Does it mediate? Does it own the context window, the tool registry, the credit budget, and the memory layer — and does it deduplicate, throttle, and arbitrate access between agents that do not know about each other? Or does it just pass messages between them?
Does it authorize? Does it maintain a permissions model that distinguishes between agents, between users, and between tools, and does it enforce that model at every boundary? Or does it run everything with the same permissions and hope?
Does it persist? Does it give every agent a durable, scoped, queryable memory that survives restarts, crashes, and individual-component failure? Or does it stuff everything into a context window and call it state?

Four yeses is an operating system. Three is a serious product that should not yet claim the label. Two or fewer is a framework or an application.

Most products in the market today are at one or two. A handful — the bundled-OS cohort, the larger internal platforms at FAANG-scale companies, and one or two of the more ambitious open-source projects — are plausibly at three. Nothing in the public market is unambiguously at four. The space for a real agentic OS is wide open.

Why this matters

The reason to be careful with the term is not pedantry. It is that the category is going to attract enormous capital over the next two to three years, and capital flowing into mis-labeled products produces a specific kind of damage: it convinces operators that the systems they bought are doing more than they are, and it lets the actual operating-system-shaped problems go un-funded.

We have seen this before. The first wave of “cloud” marketing in the late 2000s called every hosted service a cloud, until the term lost its load-bearing weight. The first wave of “Web 2.0” called every CRUD app a platform. In both cases, the misuse delayed the categories’ real conversations by a few years.

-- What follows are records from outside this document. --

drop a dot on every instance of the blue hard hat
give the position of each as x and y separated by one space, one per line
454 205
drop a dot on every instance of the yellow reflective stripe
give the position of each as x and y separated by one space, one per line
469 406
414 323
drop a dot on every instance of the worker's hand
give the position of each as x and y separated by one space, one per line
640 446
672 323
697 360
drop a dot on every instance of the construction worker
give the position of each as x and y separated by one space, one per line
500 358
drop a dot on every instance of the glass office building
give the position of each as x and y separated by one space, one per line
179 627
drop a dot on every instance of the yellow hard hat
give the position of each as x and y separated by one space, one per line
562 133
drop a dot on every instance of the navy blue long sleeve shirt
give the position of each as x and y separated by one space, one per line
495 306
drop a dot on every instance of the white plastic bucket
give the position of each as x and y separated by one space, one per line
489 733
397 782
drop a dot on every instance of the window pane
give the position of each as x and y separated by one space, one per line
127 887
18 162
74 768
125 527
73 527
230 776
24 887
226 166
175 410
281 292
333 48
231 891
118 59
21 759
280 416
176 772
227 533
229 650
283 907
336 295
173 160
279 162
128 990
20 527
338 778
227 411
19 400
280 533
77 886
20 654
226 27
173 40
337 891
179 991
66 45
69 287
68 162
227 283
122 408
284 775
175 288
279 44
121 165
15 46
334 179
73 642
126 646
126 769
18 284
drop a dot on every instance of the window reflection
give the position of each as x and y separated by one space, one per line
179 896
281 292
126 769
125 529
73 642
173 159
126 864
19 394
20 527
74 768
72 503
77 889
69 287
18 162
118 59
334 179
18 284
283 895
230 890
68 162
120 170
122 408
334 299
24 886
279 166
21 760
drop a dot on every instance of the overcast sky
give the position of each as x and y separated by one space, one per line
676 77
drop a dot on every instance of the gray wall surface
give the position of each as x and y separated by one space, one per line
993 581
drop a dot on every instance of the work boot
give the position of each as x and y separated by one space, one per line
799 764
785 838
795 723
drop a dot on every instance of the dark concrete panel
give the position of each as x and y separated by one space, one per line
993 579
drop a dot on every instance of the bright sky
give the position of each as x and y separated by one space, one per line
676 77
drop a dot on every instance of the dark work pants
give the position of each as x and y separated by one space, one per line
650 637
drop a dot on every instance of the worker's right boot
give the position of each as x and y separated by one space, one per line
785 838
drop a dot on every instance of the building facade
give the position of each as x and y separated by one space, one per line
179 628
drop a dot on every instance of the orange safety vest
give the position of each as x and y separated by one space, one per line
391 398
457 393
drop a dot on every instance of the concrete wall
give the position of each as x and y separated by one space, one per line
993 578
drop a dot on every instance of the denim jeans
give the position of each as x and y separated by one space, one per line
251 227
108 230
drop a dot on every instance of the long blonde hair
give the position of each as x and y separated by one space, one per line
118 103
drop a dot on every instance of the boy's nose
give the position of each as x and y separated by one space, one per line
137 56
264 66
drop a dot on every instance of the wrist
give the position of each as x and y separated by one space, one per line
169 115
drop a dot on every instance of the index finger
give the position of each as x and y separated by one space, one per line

Agentic systems do not have a few years of slack. The infrastructure is being built right now. The protocols are being written right now. The identity and audit decisions being made right now will determine whether a small business in 2030 can run twenty agents safely or whether agentic AI ends up being a thing that only hyperscalers can deploy responsibly. If we let “agentic operating system” become a generic term for “AI product I am selling,” we will not have the vocabulary to demand the real thing when it ships.

What we will be looking for

In the coming year, the Review will return to this definition repeatedly. We will use the four-question test on every product that asks for the label. We will write architecture notes on the products that come closest. We will be patient with the products that are honestly doing two of the four and saying so. And we will be unkind to the products that claim four and do one.

The agentic operating system is coming. It is partly here. It is not yet what its marketing says it is. The work of the next two years is to make sure the gap closes from the right direction — by the products growing into the label rather than the label being diluted to fit the products.